In the next normal, however, institutions will need to make risk decisions rapidly and flexibly, laying out and executing responses, whether immediate or prolonged, about how to avoid, control, or accept each risk. The decisions should actively engage leaders from across an organization to determine the mitigation and response efforts that have worked well in the past, as well as those that have not. In that way, the organization can develop the ways it manages risks in today’s world. Companies will have to be able to answer the following questions:
- How should we mitigate the risks we are taking? Historically, many companies have relied heavily on manual controls and on human assessments of control effectiveness. That approach can generate excess, costly layers of controls in some areas while leaving gaps or insufficient controls in others. Today, the art of the possible in defending against adverse outcomes is rapidly evolving. Automated control systems are built into processes and detect anomalies in real time. Behavioral nudges influence people to act in the right ways. Controls guided by advanced analytics simultaneously guard against risks and minimize false-positive results.

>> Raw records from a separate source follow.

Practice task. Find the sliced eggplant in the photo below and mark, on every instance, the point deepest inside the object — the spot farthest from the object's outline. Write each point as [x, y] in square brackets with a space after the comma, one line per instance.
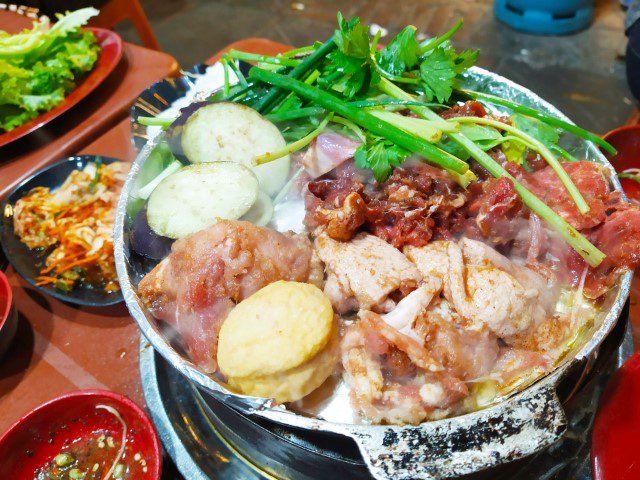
[146, 242]
[148, 189]
[198, 195]
[230, 132]
[261, 212]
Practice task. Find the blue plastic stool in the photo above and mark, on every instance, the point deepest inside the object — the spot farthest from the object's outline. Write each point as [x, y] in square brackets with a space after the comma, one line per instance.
[551, 17]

- How would we respond if a risk event or control breakdown occurs? In the event of a major control breakdown, companies need to be able to switch quickly to crisis-response mode, guided by an established playbook of actions. Most companies have done little to prepare for crises, seemingly taking an attitude that “it won’t happen here.” However, in the evolving world, firms will need to build crisis-preparedness capabilities systematically. As the COVID-19 crisis has demonstrated, companies with well-rehearsed approaches to managing through a crisis will be more resilient to shocks. Preparation should involve identifying the possible negative scenarios unique to an organization and the mitigating strategies to adopt before a crisis hits. That includes periodic simulations involving both senior management and the board. Companies should maintain and periodically update detailed crisis playbooks. Their strategies should include details on when and how to escalate issues, preselected crisis-leadership teams, resource plans, and road maps for communications and broader stakeholder stabilization.